Animals in the Brazilian rainforest are being ripped away from their homes and families at an increasing rate because of the tourism industry. Unless these tourist traps are stopped, animals will continue being abused and mortally harmed. Tourists should never be able to handle wild animals!
People all over the world are traveling to Brazil just to get a glimpse at some of South America’s most amazing animals. The problem is that locals are capturing these animals by any means necessary to help make them more money by allowing tourists to handle and take pictures with said animals.
Sloths are being taken from the wild and tied to trees with rope, caimans are being restrained with rubber bands around their jaws, and manatees are being kept in tanks barely big enough to hold them [1].

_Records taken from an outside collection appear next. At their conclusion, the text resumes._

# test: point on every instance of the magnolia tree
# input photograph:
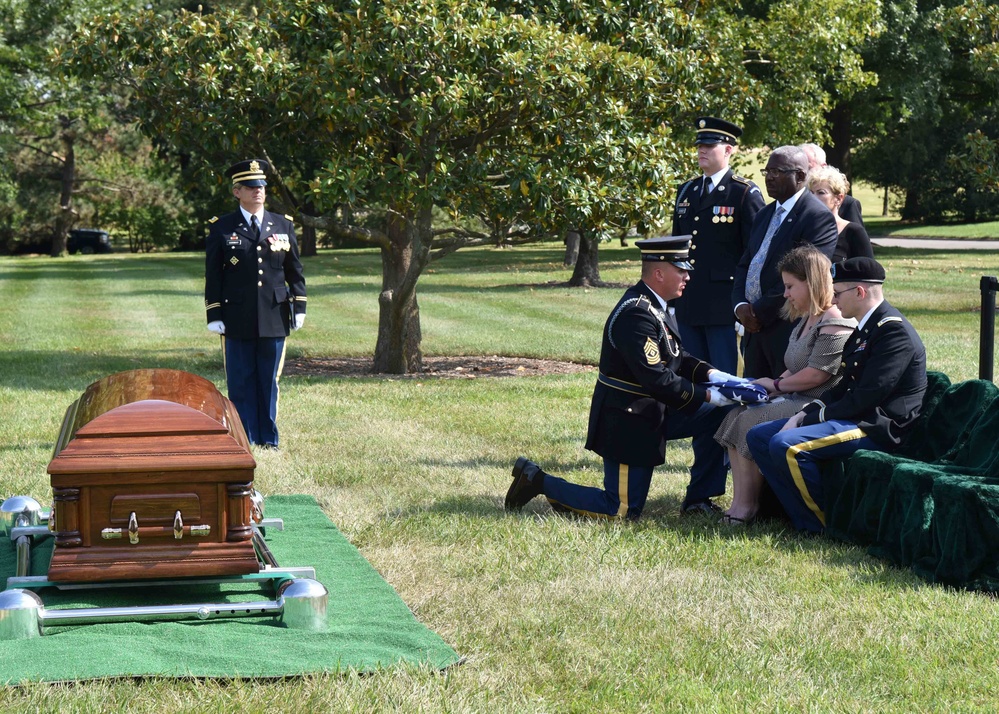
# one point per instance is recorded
(530, 116)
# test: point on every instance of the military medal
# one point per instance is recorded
(279, 242)
(651, 351)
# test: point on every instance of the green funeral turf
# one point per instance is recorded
(369, 626)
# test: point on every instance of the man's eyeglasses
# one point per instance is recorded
(767, 172)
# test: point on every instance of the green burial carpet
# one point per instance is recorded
(369, 626)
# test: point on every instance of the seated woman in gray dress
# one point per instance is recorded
(813, 358)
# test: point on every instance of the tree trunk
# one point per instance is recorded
(841, 131)
(398, 349)
(587, 271)
(64, 219)
(912, 210)
(307, 242)
(571, 248)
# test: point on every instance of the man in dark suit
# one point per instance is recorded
(254, 295)
(645, 376)
(878, 399)
(795, 218)
(850, 209)
(717, 209)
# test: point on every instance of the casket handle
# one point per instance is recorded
(197, 531)
(133, 528)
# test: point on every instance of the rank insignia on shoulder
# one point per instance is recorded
(651, 350)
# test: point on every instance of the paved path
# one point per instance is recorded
(934, 243)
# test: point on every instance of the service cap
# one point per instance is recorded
(712, 130)
(249, 173)
(667, 249)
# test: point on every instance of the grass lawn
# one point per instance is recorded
(666, 614)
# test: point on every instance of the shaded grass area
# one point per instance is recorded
(667, 614)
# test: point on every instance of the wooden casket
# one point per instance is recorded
(152, 477)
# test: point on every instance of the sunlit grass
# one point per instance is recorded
(666, 614)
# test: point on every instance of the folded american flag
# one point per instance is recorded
(742, 392)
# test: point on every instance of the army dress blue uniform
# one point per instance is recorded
(255, 286)
(649, 391)
(720, 223)
(878, 399)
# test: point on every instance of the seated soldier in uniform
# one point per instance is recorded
(877, 400)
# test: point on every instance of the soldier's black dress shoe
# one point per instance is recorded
(527, 483)
(704, 506)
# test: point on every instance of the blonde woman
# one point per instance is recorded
(813, 358)
(830, 186)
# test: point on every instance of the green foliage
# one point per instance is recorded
(554, 614)
(932, 123)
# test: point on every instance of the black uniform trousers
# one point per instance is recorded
(252, 370)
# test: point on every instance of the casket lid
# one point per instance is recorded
(151, 420)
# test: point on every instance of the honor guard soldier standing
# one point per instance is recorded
(717, 210)
(649, 390)
(254, 296)
(878, 399)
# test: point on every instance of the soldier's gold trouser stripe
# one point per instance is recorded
(277, 379)
(622, 490)
(792, 464)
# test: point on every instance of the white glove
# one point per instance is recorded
(716, 399)
(716, 375)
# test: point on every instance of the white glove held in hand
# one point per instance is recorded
(716, 399)
(716, 375)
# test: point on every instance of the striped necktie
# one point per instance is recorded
(753, 290)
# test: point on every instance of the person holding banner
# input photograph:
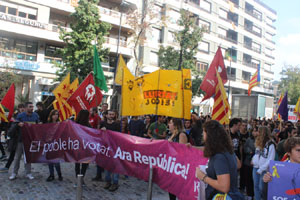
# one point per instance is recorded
(221, 172)
(177, 135)
(82, 119)
(54, 118)
(264, 152)
(292, 147)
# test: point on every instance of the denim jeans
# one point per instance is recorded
(57, 167)
(114, 176)
(258, 183)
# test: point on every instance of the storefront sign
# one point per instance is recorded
(20, 20)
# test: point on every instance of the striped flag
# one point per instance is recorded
(255, 80)
(297, 109)
(2, 115)
(278, 103)
(221, 109)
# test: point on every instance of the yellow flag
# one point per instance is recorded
(160, 93)
(122, 67)
(62, 90)
(2, 114)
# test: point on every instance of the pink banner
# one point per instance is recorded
(173, 164)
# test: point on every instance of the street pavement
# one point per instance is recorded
(38, 189)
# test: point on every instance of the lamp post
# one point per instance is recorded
(113, 104)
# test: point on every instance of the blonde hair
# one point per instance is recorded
(264, 135)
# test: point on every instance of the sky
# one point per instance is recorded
(287, 37)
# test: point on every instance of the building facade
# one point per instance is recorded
(29, 38)
(243, 28)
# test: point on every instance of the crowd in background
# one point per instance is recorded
(245, 146)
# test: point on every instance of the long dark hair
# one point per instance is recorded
(217, 140)
(53, 112)
(83, 118)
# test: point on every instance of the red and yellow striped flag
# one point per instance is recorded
(278, 103)
(2, 115)
(221, 109)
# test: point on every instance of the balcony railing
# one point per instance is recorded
(252, 48)
(227, 38)
(249, 29)
(250, 64)
(251, 13)
(114, 41)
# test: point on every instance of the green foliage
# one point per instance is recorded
(188, 39)
(290, 81)
(86, 28)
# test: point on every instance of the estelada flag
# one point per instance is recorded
(210, 80)
(86, 96)
(9, 100)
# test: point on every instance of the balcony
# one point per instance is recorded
(249, 46)
(227, 38)
(250, 64)
(249, 29)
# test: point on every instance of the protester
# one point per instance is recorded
(42, 112)
(136, 126)
(221, 172)
(54, 118)
(234, 127)
(26, 117)
(103, 110)
(177, 135)
(82, 119)
(264, 152)
(147, 123)
(94, 118)
(158, 130)
(248, 153)
(111, 124)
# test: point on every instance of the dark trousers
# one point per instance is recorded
(2, 149)
(10, 158)
(57, 167)
(249, 181)
(172, 196)
(99, 171)
(83, 169)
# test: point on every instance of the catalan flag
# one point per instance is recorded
(221, 109)
(297, 109)
(255, 80)
(278, 103)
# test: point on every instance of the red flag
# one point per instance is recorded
(210, 80)
(9, 100)
(86, 96)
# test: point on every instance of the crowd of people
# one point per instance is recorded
(239, 153)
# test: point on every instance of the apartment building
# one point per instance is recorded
(29, 38)
(243, 28)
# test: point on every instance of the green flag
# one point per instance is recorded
(98, 72)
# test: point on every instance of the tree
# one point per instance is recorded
(188, 39)
(86, 28)
(290, 82)
(141, 21)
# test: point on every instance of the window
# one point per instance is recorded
(156, 35)
(204, 46)
(246, 76)
(201, 66)
(12, 11)
(154, 58)
(18, 49)
(205, 5)
(171, 37)
(204, 24)
(174, 16)
(223, 14)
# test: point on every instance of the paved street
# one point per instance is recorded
(25, 189)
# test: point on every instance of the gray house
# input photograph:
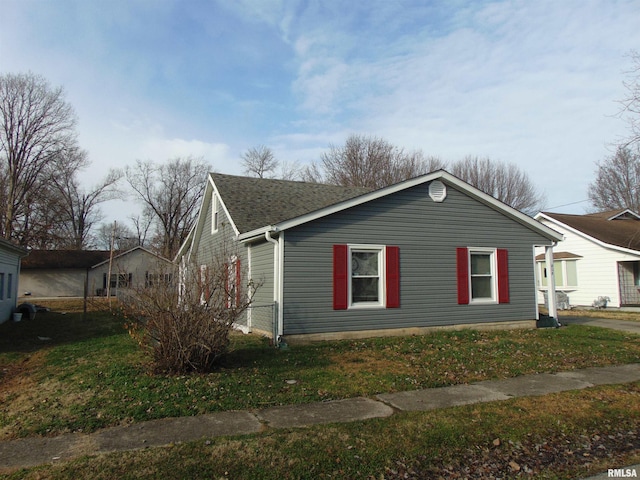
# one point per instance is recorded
(69, 273)
(338, 262)
(10, 256)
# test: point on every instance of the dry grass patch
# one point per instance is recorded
(373, 362)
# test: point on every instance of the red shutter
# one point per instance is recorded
(393, 277)
(340, 277)
(462, 265)
(238, 280)
(503, 276)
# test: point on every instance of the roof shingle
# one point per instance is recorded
(621, 232)
(274, 201)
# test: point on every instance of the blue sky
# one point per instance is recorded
(533, 83)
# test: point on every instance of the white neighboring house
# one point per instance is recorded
(599, 257)
(10, 256)
(68, 273)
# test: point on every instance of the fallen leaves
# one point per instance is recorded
(506, 459)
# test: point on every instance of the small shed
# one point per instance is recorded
(10, 257)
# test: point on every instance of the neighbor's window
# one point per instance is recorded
(482, 273)
(566, 273)
(366, 275)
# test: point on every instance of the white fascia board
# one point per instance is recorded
(589, 237)
(438, 175)
(624, 212)
(258, 232)
(224, 206)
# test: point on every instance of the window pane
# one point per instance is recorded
(480, 264)
(364, 289)
(364, 264)
(558, 270)
(572, 273)
(543, 274)
(481, 287)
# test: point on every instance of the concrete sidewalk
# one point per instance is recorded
(30, 452)
(621, 325)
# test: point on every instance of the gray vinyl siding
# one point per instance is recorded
(212, 246)
(427, 234)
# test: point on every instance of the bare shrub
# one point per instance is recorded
(184, 317)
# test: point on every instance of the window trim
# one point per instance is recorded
(559, 264)
(499, 273)
(382, 277)
(389, 293)
(492, 252)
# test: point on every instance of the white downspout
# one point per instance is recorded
(276, 282)
(551, 282)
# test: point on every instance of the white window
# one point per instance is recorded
(215, 213)
(566, 273)
(366, 274)
(482, 272)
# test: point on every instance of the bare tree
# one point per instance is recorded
(503, 181)
(78, 208)
(36, 126)
(123, 237)
(259, 162)
(617, 183)
(630, 104)
(172, 191)
(184, 318)
(366, 161)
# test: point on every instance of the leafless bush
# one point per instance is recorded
(184, 317)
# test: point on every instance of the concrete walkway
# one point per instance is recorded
(30, 452)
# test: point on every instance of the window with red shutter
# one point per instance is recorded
(363, 273)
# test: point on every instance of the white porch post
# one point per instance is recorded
(551, 282)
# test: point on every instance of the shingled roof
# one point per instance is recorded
(257, 202)
(623, 231)
(45, 259)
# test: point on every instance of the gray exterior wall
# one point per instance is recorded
(427, 234)
(62, 282)
(212, 245)
(10, 269)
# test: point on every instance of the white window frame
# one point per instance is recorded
(493, 275)
(232, 282)
(381, 251)
(215, 213)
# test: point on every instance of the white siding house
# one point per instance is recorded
(599, 257)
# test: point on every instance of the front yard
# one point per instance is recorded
(60, 373)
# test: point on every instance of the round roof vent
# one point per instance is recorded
(437, 191)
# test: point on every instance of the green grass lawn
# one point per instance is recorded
(61, 373)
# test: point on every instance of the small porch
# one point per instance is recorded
(629, 283)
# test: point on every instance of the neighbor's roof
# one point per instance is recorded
(44, 259)
(607, 227)
(255, 202)
(560, 256)
(13, 247)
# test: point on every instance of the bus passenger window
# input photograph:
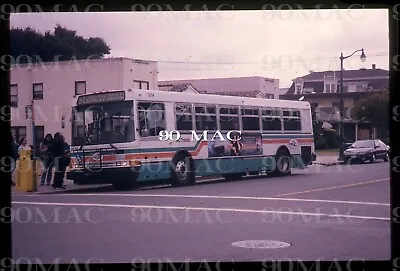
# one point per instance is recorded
(229, 118)
(183, 116)
(250, 119)
(271, 120)
(151, 118)
(206, 118)
(292, 122)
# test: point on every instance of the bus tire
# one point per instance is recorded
(283, 163)
(182, 170)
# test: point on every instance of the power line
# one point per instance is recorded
(278, 59)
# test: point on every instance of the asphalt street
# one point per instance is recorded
(326, 213)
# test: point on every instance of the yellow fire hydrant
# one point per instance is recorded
(27, 174)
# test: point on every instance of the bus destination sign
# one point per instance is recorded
(104, 97)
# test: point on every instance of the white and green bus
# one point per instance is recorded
(119, 137)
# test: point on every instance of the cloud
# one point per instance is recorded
(280, 44)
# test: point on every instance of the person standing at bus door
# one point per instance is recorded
(14, 158)
(60, 152)
(23, 145)
(236, 146)
(47, 159)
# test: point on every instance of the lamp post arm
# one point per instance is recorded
(344, 57)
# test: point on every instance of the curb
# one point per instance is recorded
(329, 164)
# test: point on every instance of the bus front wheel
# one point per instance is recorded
(182, 171)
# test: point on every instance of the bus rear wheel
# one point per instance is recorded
(182, 171)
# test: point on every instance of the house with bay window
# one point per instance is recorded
(322, 90)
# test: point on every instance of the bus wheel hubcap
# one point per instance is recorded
(181, 170)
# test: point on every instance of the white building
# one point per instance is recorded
(54, 85)
(254, 86)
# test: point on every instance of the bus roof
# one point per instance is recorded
(169, 96)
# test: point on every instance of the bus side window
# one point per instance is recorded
(206, 118)
(250, 119)
(271, 120)
(291, 120)
(183, 117)
(229, 118)
(151, 118)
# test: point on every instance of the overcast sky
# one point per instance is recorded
(274, 44)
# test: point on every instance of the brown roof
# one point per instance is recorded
(356, 95)
(372, 84)
(347, 74)
(177, 87)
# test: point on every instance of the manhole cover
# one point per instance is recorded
(260, 244)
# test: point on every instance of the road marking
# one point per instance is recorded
(332, 187)
(199, 209)
(218, 197)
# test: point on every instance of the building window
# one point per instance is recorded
(19, 132)
(14, 95)
(333, 88)
(183, 115)
(80, 87)
(328, 88)
(140, 84)
(38, 91)
(151, 118)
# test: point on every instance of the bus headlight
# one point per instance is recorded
(134, 163)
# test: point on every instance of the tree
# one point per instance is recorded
(62, 45)
(375, 110)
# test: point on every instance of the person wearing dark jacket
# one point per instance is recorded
(14, 157)
(46, 158)
(60, 152)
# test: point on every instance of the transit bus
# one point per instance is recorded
(129, 137)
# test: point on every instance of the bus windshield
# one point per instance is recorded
(103, 123)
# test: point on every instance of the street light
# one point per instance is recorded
(341, 130)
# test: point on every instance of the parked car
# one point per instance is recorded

Wildlife tourism accounts for around 20-40 percent of the entire world’s tourism industry, and in Brazil, the industry is growing quickly. [2]
Even in a town like Puerto Algeria with only 600 families, hundreds of tourists come every single day to see and take pictures with captured wild animals. [2]
Rare and free-ranging pink river dolphins are being conditioned to interact with humans by being baited with food so that tourists can touch and take pictures with the wild animals. And this is just the tip of the iceberg for the issue.[3]
“The growing demand for harmful wildlife selfies is not only a serious animal welfare concern but also a conservation concern,” said Dr. Neil D’Cruze of World Animal Protection. “Our online review of this kind of practice in Latin America found that more than 20% of the species involved are threatened by extinction and more than 60% are protected by international law.” [1]
Currently, it is already illegal in Brazil to remove an animal from the wild and keep it captive without a license, but it isn’t being even remotely enforced. [4]
Unless these already existing laws become applied, wild animals will continue to suffer under the hands of their captors and tourists alike.